Erdoğan’ın yurtdışı gezilerini takip eden bir isim olarak, gittiği ülkelerde FETÖ’yle mücadele konusuna büyük önem verdiğinin yakın tanığıyım. Peki, Kırgızistan’daki FETÖ yapılanmasında tablo ne? Gelin bir göz atalım...
Açıkçası ülke FETÖ’nün Orta Asya’daki en önemli üssü konumunda...
Sebat Eğitim Kurumları adıyla (Geçen yıl Sapat olarak değiştirilmiş) 1992’de ülkeye sızan örgüt şu an 1 üniversite, 22 lise, 9 ilk ve ortaokula sahip. Her yıl en az 10 bin öğrenci, yaklaşık 2 bin 200 kişinin çalıştığı bu kurumlarda eğitim görüyor.
Bunların çoğu da üst düzey bürokrat ve siyasetçilerin çocukları. Sadece bu kurumun 100 milyon dolarlık malvarlığı olduğu tahmin ediliyor.
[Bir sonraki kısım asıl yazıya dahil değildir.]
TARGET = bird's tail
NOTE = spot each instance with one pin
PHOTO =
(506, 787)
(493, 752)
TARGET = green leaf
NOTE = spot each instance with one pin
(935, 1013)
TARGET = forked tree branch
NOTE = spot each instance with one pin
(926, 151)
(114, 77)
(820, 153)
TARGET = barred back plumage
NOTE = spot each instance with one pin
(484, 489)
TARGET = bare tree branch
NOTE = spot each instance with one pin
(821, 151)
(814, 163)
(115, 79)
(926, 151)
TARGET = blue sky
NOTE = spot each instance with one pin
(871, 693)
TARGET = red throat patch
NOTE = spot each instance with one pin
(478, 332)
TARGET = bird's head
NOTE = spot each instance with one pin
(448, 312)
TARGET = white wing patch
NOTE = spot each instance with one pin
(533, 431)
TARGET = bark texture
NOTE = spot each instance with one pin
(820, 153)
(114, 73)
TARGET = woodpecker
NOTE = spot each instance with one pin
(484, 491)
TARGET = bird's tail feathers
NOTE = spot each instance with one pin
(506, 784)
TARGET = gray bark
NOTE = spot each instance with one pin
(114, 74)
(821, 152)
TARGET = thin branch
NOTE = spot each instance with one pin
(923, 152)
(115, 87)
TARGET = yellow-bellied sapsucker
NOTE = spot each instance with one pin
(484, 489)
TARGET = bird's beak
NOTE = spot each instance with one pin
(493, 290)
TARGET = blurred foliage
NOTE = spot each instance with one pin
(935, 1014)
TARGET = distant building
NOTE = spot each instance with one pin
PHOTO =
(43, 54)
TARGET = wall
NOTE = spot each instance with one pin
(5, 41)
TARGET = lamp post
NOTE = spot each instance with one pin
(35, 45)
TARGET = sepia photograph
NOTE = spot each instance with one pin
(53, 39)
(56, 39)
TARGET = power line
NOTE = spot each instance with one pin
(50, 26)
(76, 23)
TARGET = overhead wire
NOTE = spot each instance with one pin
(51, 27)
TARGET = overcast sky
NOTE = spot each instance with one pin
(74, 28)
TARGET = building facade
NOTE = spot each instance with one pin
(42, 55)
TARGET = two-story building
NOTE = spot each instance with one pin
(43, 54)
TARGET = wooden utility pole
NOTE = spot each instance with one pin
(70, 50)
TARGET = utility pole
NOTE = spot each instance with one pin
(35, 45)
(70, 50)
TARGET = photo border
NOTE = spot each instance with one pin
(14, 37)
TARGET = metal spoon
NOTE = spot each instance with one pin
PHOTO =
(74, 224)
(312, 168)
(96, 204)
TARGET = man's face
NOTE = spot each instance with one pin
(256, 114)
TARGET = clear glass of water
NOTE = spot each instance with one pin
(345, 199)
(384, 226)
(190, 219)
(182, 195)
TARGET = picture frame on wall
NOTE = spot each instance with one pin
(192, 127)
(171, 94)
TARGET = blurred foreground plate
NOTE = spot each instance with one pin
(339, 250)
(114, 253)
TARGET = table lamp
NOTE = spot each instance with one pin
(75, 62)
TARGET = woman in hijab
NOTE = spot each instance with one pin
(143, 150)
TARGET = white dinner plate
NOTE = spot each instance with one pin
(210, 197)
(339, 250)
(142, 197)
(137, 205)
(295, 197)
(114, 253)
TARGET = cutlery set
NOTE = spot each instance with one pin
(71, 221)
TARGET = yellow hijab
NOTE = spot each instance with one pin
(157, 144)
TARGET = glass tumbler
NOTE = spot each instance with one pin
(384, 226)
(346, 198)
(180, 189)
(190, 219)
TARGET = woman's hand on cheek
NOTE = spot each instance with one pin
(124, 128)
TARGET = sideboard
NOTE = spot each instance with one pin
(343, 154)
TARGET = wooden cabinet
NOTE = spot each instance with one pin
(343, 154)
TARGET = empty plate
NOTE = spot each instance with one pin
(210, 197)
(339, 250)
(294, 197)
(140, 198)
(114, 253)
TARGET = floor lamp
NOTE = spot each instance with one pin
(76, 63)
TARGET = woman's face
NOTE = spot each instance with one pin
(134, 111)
FETÖ, sadece eğitim değil ticaret hayatında da oldukça etkili. Kırgız Türk İş Adamları Derneği, örgütün en önemli ticari ayağı. Vefa adında bir alışveriş merkezi ve çok sayıda otel de örgütün finans kaynağı olarak burada faaliyet yürütüyor.
Bu kadar organize olunduğu için Kırgızistan, 15 Temmuz ihanet girişimi sonrası FETÖ’cülerin firar rotalarından biri haline gelmiş. O tarihten sonra yaklaşık 4 bin FETÖ’cünün yasadışı yollarla ülkeye kaçtığı tahmin ediliyor. Bu sayıyla birlikte Kırgızistan’ın en az 10 bin kişilik bir FETÖ’cü nüfusa ev sahipliği yaptığı belirtiliyor.
Bu kompleks yapıya karşın Türkiye de bütün imkanlarını seferber etmiş durumda. Özellikle Maarif Vakfı, FETÖ etkinliğinin kırılması konusunda oldukça faal. 2017 Haziranında ilk kez ülke yetkilileriyle temasa geçen Vakıf, ilişkileri bugün bir ortak mutabakat zaptı imzalanması aşamasına getirmiş durumda. İşte Başkan Erdoğan’ın bu ziyaretinde o zaptın da imzalanması bekleniyor.